This study investigates memory-managed long-context attention by separating a fast recurrent or sparse backbone from explicit editable request-local memory slots and query-time sparse fallback. The research aims to address the limitations of existing linear, recurrent, and sparse attention methods in managing when facts should be written, overwritten, protected, or discarded.

  • Pure fixed-state or pure sparse methods fail specific overwrite, version, anti-pollution, or no-write-signal cases, whereas a hybrid approach covers both routes.
  • A 2,097,152-token mechanism stress test achieved 50/50 pooled accuracy with 2-132 active chunks.
  • A 2.74M-parameter minimal causal event-token model reached 595/600 accuracy with lite write supervision, demonstrating trainability independent of scale.

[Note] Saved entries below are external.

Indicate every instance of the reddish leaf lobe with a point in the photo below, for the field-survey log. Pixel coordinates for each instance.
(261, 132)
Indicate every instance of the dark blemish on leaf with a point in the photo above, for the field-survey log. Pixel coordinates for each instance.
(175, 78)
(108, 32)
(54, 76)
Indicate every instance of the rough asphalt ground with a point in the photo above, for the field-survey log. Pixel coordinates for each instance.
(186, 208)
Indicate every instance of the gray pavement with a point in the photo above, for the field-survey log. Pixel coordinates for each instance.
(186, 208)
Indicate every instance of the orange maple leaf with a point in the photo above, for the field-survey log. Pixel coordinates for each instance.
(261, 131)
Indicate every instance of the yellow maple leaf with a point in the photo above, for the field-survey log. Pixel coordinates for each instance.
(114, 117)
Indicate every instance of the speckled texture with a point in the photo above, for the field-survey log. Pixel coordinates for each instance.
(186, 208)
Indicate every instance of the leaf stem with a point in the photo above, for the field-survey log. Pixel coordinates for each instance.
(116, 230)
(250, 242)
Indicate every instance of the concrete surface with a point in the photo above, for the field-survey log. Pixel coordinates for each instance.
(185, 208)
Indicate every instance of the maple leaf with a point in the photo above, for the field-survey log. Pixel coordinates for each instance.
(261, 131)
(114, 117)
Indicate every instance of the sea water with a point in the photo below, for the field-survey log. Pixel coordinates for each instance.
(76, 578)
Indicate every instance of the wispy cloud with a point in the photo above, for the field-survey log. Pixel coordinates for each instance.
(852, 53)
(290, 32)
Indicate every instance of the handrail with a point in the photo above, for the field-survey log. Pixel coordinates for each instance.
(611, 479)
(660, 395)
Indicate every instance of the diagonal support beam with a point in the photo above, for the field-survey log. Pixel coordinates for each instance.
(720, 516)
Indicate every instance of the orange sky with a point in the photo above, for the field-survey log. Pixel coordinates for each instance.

  • A six-family frozen-hidden-state bridge achieved 1079/1080 controlled pointer accuracy but relied on generator-provided integer key IDs rather than open-text entity resolution.
  • Local non-leaderboard RULER 4K diagnostics remained close to full context, while a 33-record LongBench v1 16K subset showed that naive lexical selection is not general.

The evidence suggests that controlled slot lifecycle is feasible and sparse fallback is necessary when writes lack future-query signals, but learned open-domain selection remains the primary architectural bottleneck.